1 Samuel 13:7b-11 (NIV)

Early in my career, our company’s founder and CEO was accompanying me on a business trip. For a week I was presenting a very long and intense multi-media training event for all the Customer Service agents in our client’s contact center. Because there were hundreds of agents and they could only take them off the floor a handful at a time, I was doing multiple sessions each day from early morning until late night to make sure we even got all the third-shift reps trained. It was grueling, which is why my boss had come along to encourage and assist.

Towards the middle of the week, the head of our client’s contact center informed us that the conference room we were using was needed by their executive team. We would have to move all of our equipment to the only other room they could find for us. It was not ideal. The room they were sending us to was not a great space for what we were doing. And, we were already weary from the grinding schedule. It would take us a couple of hours to move rooms and set up for the next morning when we really needed to get some sleep.

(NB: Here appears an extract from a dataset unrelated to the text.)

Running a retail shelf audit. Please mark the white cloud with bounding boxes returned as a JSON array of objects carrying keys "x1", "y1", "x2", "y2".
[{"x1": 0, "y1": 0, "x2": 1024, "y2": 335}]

I was surprised to watch my boss dig in his heels. I was young and relatively inexperienced in these types of situations, but it seemed clear to me that my boss seemed to think this was some kind of power play on the part of the Contact Center manager. He refused. A heated argument followed, which was followed by angry phone calls. The entire thing threatened to destroy a very good and profitable relationship we’d built with a large national corporation. I was watching a heady cocktail of pride, anger, and stubbornness drive my boss to dangerous and irrational behavior.

Tense situations in times of weakness or weariness often reveal a leader’s true mettle.

In yesterday’s chapter, God through Samuel established a new org chart for the monarchy. The King would handle political and military affairs while God’s prophet would handle spiritual matters and communicate with God who was still above the King on the org chart.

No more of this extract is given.